RDBMS have three primary purposes as a data storage format:

  1. To reduce duplication of data;
  2. To speed-up access and insertion of new data;
  3. To insure data integrity.

Items 2 and 3 above are accomplished at the software level, by deploying strict checks on data input, complex data indexing systems, and implementing redundant, automated, backup systems, to name just a few of the functionalities offered by RDBMS. Item 1 above, reducing duplication of data, is accomplished by using a specific, “relational” data structure that encourages the use of controlled lists of data mapped to individual observations. Looking at our mtcars subset data, for example, we see that while there are ten observations, there are only 6 makes of cars. To represent this in RDBMS, we first create a “Table,” a named collection of data, that contains a unique list of car makes:

Table 1.2: MAKE_TABLE
id Make
1 Mazda
2 Datsun
3 Hornet
4 Valiant
5 Duster
6 Merc

Once we have a table of unique lists, we then create and populate a table of our cars, associating each car with its appropriate make from the MAKE_TABLE table:

Table 6.1: CARS_TABLE
Make Model mpg cyl disp hp
1 RX4 21.0 6 160.0 110
1 RX4 Wag 21.0 6 160.0 110
2 710 22.8 4 108.0 93
3 4 Drive 21.4 6 258.0 110
3 Sportabout 18.7 8 360.0 175
4 Valiant 18.1 6 225.0 105
5 360 14.3 8 360.0 245
6 240D 24.4 4 146.7 62
6 230 22.8 4 140.8 95
6 280 19.2 6 167.6 123

In the above table, we only normalized the car Make field. In a fully normalized RDBMS data structure, we would also create a control table for the Model field in anticipation of the fact that we could have more than one observation for a given model. Fully normalized RBDMS data structures use control tables for all fields that contain string data. The image below shows a sample Entry Relationship Diagram (ERD) for a more complex dataset relating to course offerings and enrollments. Each line connecting two tables marks a field in a “join” table that uses the id field in a control table (known as a foreign key) to associate information in the control table with the records in the join table.

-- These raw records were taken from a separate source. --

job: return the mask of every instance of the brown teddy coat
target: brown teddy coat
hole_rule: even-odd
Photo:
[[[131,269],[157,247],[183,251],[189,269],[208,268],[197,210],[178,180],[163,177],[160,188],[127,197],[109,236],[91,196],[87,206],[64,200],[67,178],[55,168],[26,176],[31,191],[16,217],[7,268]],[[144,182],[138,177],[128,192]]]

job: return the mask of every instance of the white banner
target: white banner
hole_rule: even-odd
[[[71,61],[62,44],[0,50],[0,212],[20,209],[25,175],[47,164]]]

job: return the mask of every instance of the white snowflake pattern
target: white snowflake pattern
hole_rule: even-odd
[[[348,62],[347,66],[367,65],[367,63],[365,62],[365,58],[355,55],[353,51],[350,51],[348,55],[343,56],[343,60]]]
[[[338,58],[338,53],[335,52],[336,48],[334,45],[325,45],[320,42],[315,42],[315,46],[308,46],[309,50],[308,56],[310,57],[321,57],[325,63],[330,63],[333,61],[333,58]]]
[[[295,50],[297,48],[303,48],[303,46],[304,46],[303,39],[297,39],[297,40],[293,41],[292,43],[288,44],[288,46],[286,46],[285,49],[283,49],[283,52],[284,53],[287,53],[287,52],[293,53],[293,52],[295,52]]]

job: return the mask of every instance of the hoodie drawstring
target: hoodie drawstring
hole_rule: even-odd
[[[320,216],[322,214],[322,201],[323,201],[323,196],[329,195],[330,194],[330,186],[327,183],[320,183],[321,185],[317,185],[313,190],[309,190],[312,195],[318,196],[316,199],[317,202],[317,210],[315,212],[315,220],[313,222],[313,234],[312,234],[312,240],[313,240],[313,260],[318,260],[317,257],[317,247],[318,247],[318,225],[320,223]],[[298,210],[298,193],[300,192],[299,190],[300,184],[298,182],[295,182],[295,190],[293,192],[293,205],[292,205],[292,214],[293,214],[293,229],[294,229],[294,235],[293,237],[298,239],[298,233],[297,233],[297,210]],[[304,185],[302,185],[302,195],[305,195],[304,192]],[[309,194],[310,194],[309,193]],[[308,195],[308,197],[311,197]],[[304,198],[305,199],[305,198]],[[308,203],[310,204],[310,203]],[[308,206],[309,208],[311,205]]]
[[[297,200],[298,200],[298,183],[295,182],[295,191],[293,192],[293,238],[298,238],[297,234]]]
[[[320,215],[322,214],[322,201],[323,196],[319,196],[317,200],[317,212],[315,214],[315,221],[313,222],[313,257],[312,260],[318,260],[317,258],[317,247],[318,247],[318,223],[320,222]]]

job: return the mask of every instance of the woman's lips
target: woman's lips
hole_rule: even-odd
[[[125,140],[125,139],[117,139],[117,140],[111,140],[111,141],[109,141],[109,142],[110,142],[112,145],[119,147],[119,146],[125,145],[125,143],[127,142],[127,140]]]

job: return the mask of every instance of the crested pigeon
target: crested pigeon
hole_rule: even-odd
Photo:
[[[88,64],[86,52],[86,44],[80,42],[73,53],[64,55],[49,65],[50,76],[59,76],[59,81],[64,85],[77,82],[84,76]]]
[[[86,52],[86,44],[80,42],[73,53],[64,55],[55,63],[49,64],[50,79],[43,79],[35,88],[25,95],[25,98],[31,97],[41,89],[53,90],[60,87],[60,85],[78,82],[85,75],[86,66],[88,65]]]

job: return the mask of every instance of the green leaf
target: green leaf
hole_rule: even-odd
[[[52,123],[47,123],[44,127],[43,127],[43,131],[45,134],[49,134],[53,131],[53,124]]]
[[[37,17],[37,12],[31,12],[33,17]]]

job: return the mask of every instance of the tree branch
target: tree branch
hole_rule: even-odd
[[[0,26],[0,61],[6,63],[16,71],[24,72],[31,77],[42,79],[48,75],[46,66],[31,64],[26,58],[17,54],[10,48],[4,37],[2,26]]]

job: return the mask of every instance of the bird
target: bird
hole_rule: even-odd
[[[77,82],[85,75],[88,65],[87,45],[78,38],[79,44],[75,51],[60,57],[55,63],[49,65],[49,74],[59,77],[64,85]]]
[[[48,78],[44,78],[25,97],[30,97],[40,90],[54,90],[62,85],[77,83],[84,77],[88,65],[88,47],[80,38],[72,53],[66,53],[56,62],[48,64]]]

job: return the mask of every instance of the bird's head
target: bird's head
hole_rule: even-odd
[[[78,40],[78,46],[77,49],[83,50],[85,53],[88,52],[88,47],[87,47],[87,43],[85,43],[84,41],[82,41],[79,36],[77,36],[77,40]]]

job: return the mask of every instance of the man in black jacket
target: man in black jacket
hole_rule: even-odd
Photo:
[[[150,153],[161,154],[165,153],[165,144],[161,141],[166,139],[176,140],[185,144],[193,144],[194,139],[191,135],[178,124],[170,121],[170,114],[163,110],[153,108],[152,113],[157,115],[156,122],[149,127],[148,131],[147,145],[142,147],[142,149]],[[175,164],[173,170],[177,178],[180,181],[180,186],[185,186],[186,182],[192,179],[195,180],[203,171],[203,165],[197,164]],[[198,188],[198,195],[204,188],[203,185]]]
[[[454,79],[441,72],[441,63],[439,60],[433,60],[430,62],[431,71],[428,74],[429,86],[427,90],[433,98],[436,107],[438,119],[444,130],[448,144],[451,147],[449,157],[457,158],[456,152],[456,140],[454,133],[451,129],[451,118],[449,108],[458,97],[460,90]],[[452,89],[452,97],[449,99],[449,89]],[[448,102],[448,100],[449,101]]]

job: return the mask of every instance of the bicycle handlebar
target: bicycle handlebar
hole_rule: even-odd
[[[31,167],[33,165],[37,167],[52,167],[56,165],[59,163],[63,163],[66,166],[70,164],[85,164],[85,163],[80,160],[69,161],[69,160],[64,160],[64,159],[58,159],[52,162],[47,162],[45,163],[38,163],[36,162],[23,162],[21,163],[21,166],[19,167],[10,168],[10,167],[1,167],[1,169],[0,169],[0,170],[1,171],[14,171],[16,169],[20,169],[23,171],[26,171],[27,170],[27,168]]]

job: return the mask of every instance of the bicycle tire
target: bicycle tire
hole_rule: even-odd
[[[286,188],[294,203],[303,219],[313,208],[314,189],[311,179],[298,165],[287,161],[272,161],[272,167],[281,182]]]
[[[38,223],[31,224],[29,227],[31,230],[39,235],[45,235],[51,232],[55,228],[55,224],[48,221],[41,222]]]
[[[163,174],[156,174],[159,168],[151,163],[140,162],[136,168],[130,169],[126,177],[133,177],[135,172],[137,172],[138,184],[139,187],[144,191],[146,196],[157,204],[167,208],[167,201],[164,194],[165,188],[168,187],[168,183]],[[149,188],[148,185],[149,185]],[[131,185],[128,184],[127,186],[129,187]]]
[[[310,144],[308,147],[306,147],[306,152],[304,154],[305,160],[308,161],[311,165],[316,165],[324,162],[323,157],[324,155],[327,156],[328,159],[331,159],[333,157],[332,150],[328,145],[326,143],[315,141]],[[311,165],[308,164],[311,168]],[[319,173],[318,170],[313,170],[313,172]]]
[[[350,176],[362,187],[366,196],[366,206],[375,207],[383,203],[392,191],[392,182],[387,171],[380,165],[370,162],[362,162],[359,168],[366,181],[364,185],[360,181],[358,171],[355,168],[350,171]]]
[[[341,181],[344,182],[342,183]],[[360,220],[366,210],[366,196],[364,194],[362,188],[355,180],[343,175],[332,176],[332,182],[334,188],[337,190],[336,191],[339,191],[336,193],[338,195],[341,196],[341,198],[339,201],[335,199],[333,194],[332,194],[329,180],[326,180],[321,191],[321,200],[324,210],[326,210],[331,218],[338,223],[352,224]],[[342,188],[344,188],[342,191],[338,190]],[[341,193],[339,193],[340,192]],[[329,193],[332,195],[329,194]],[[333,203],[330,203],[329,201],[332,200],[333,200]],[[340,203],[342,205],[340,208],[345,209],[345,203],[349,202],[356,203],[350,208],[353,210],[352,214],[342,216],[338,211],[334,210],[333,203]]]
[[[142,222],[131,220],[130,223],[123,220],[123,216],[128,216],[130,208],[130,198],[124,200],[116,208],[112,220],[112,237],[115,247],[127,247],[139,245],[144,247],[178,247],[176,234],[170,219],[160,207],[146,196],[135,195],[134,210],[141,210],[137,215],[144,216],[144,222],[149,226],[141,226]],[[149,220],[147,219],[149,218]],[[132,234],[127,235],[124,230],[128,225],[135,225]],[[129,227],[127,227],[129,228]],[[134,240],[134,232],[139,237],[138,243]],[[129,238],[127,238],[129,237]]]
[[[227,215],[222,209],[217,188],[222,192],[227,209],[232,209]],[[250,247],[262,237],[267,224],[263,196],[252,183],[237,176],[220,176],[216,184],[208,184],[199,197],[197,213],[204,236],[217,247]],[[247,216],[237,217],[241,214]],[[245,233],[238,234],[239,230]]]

6.6 Non-Hierarchical Relational Data

In the era of the social network, it is becoming increasingly necessary to represent relationships between entities that are not hierarchical. Unlike a family tree, the fact that you are connected to someone on Facebook or Instagram does not imply any type of hierarchical relationship. Such networks are typically represented using the Graph data structure:

Graphs consists of collections of vertices or nodes, the entities being graphed, and edges, the relationships between nodes.

Another important aspect of graph data is the concept of directionality. A directed graph indicates the direction of the relationship identified by the edge. We might, for example, wish to draw edges that indicate that one node was influenced by another node, in which case we could identify an “influence” edge and use directionality to indicate who influenced whom:

Graph data can be stored and or transferred using any of the data formats discussed above or using specialized graph databases management software.

6.7 Geospatial Data

Geospatial data represents a final type of data with it’s own, unique data structure. Geospatial data unique because it always relates directly to the physical world and, because it relies on world-wide standards which have been in development and communally accepted for hundreds of years. Because of its uniqueness as a data type, geospatial data will be covered as a stand-alone topic later in the course.